Senior Software Engineer - Apple ML Data Platform
Apple, Cupertino, CA, United States
Senior Software Engineer - Apple ML Data Platform
Cupertino, California, United States
Software and Services
The Apple Data Platform (ADP) group builds the data platform that enables the next generation of intelligent experiences on all Apple products and services. ADP empowers Apple engineers to deliver ML-driven products and innovations rapidly and at scale. We are looking for an experienced engineer who can bring their passion for machine learning, infrastructure, big data, and distributed systems to build world-class data+ML platform/products at scale. You will work with many cross-functional teams and lead the planning, execution, and success of technical projects with the ultimate purpose of improving ML experience for Apple customers. Are you passionate about building scalable, reliable, maintainable infrastructure and solving data problems at scale? Come join us and be part of the Data Infrastructure journey.
Description
The ADP ML Data Platform team enables future Apple intelligent products by providing Apple engineers with cutting-edge ML technologies, large-scale compute and data systems specifically designed for machine learning. The platform focuses on ML data management, feature engineering, and embedding management, empowering teams to efficiently build and deploy ML models at scale.
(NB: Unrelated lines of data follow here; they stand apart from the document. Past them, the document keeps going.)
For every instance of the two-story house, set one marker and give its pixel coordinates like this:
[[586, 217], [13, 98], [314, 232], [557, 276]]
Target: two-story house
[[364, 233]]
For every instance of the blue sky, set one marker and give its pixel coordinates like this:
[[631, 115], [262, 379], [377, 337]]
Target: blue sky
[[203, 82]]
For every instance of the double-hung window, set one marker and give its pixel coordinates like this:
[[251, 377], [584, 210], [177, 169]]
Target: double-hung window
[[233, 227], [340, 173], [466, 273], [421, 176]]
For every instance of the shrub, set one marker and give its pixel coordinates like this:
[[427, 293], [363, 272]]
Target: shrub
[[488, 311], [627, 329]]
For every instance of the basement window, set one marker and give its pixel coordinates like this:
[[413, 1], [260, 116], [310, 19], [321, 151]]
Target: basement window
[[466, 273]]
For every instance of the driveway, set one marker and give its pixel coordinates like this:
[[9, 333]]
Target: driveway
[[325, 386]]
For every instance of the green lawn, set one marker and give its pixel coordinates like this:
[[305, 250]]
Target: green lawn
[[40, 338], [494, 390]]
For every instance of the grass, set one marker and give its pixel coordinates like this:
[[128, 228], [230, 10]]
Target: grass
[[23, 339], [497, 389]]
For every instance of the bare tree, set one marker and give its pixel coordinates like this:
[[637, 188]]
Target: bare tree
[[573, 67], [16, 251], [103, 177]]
As a member of the Apple ML Data Platform team, your responsibilities will include:
- Design, implement, and maintain distributed systems to build world-class ML platforms/products at scale.
- Build relationships with stakeholders across the organization to better understand internal customer needs and enhance our product for end users.
- Partner with ML, data engineering, and infrastructure teams to deliver end-to-end solutions.
- Optimize platform components for large-scale ML workloads across distributed systems.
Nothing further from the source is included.